少年が瀕死の老人から預かった地図には、海賊の宝物の場所が記されていた。宝を探しに、少年と町の有力者が旅に出るが・・・

・・・DVDで鑑賞。ディズニー最初の長編実写版作品らしい。印象としては、戦前の冒険映画のような古い作り方で、明らかにスタジオでの撮影と分かるシーンも多く、技術的に優れている印象はなかった。でも、クセのない演出で家族が楽しめるように作られていて、今でも子供が鑑賞可能な作品かも知れないと感じる。非常に受けるだろうとは言えないが・・・

主人公を演じていたのはボビー・ドリスコールという少年で、特別利口そうな顔つきとは感じなかったが、笑顔がかわいらしかった。当時の有名子役だそうだ。早世したらしいのも、当時の子役らしい。

悪役のジョン・シルバーを演じた俳優は、目つきを思い切り怪しく演じていて、なかなか良い表情だったと思う。
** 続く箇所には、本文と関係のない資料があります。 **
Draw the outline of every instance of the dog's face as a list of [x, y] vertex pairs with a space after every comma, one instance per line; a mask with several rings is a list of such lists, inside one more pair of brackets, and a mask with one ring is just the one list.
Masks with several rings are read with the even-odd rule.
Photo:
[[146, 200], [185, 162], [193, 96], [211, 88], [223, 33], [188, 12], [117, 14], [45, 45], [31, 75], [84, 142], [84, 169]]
今なら、おそらくもっと怖い顔をした俳優が演じて、もう少しリアルな方向で演じるのではないかと思うが、この作品の当時だとオーバーな表情が要求されたんだろう。

この悪役の個性が大事だった。単純な殺し屋では面白くない。利己的な面と友情にあつい部分、少年との独特な関係、頭の回転の良さ、度胸、度量。それらが独特な魅力になるよう、作者が意図して作り上げた個性だと思う。後年の「トレジャー・プラネット」などでも、その点は守られていたようだ。つまり、キャラクターが愛されていたということだろう。
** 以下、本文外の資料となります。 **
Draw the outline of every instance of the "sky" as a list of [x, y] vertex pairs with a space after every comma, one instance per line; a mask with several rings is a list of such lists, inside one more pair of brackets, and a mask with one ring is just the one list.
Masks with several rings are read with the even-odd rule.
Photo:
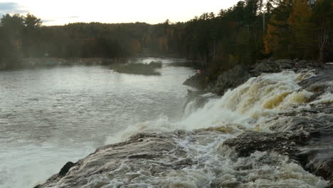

映画についてよく思うのだが、悪役の出来は作品の出来映えに直結するようだ。主役の魅力ももちろん大事だが、悪役にクセがあって、悪いやつだが愛すべき点もある場合、作品の魅力はかなり増す。このジョン・シルバーこそ、その点で代表選手と言えるだろう。

魅力的なジョン・シルバーに対し、先日辞任した今村雅弘・前復興相は、魅力に欠ける印象を受けた。

政治家には悪役の顔をした人が多いが、魅力ある悪役顔の人もいる。今村氏は、そういったタイプではなくて真面目で、腹黒くない人物ではないか?東北地方の人々に対して、深い同情を持っていたのかどうか?そこは簡単には分からないが、テレビで表情を見る限りは、あまりなかったようだ。それを、そのまま吐露したに過ぎないのかも知れない。

氏が東北を目の敵にしよう、復興させまいといった本物の悪い意図で行動していたはずはない。自分に課せられた仕事はちゃんとこなそう、復興支援しようと考えていたはず。ただ、心から同情して献身したいような素振りはなく、淡々と職務をこなそうという程度の姿勢だったのでは?それだけなら、他の政治家も役人もおそらくそうで、際だって酷い人物とは言えない。

氏はJRの管理職だったそうで、日本会議に賛同(所属?)しているせいか、出世が非常に早い。勝手に想像すると、管理する側のイメージが思考の中心にある人物かも知れない。管理させたら優秀。役人タイプで権益を小出しにして大盤振る舞いはしない、情にほだされない、そんな個性を期待されて就任した面もあったのかも知れない。

しかし、復興は情をともなう分野だ。悲しみや怒り、絶望、そして復興にかこつけた欲が渦巻く怖い世界だから、情に対する配慮も必要。無茶な要求も多いと思うけど、それを端的に無茶だと指摘してはいけない。お茶をにごさざるを得ない場合もあるだろう。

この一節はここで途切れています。